The system, he said, was based upon agreed performance indicators between various layers of management and a comprehensive system of performance measurement and assessment at regular intervals. When it works, it was an effective management and performance-assessment tool, Comberbach said.
“Several of the larger State entities have indeed introduced some form of performance management system and in most of those cases the system functions reasonably well : but I think it has to be acknowledged that this is certainly not universal, either in format or application, across the entire SEP sector,” he said.
State enterprises and parastatals have been a drain on the fiscus, with Finance minister Patrick Chinamasa announcing a raft of measures on Monday that will see some entities privatised, merged or liquidated.
The inefficient public enterprises have seen its contribution to the economy dipping to 2% from a peak of 60%.
In his 2018 National Budget, Chinamasa said 2016 financial audits indicated that 38 out of 93 public enterprises incurred a combined $270 million loss, as a result of weak corporate governance practices and ineffective control mechanisms.
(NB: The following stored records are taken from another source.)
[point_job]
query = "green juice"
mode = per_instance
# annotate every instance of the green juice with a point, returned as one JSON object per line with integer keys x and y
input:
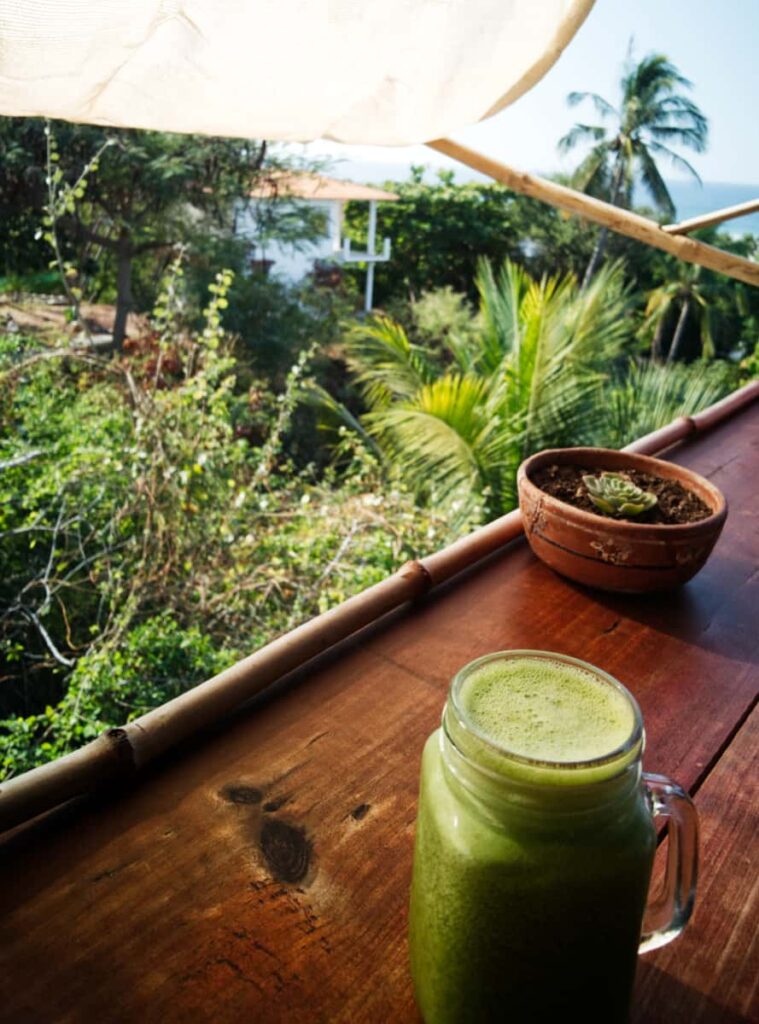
{"x": 534, "y": 848}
Presenting at the Zimbabwe Accountants Conference a fortnight ago, former Harare mayor Muchadeyi Masunda said spreading the gospel of good corporate governance was more than just a catch phrase or fashionable thing to do as good corporate governance was the system of rules, practices and processes by which local authorities, State Owned Enterprises and parastatals should be run.
He said it was imperative to make sure that boards of directors had members with complementary and diverse skills, backgrounds and experiences because it was a proven fact that diverse boards made better decisions.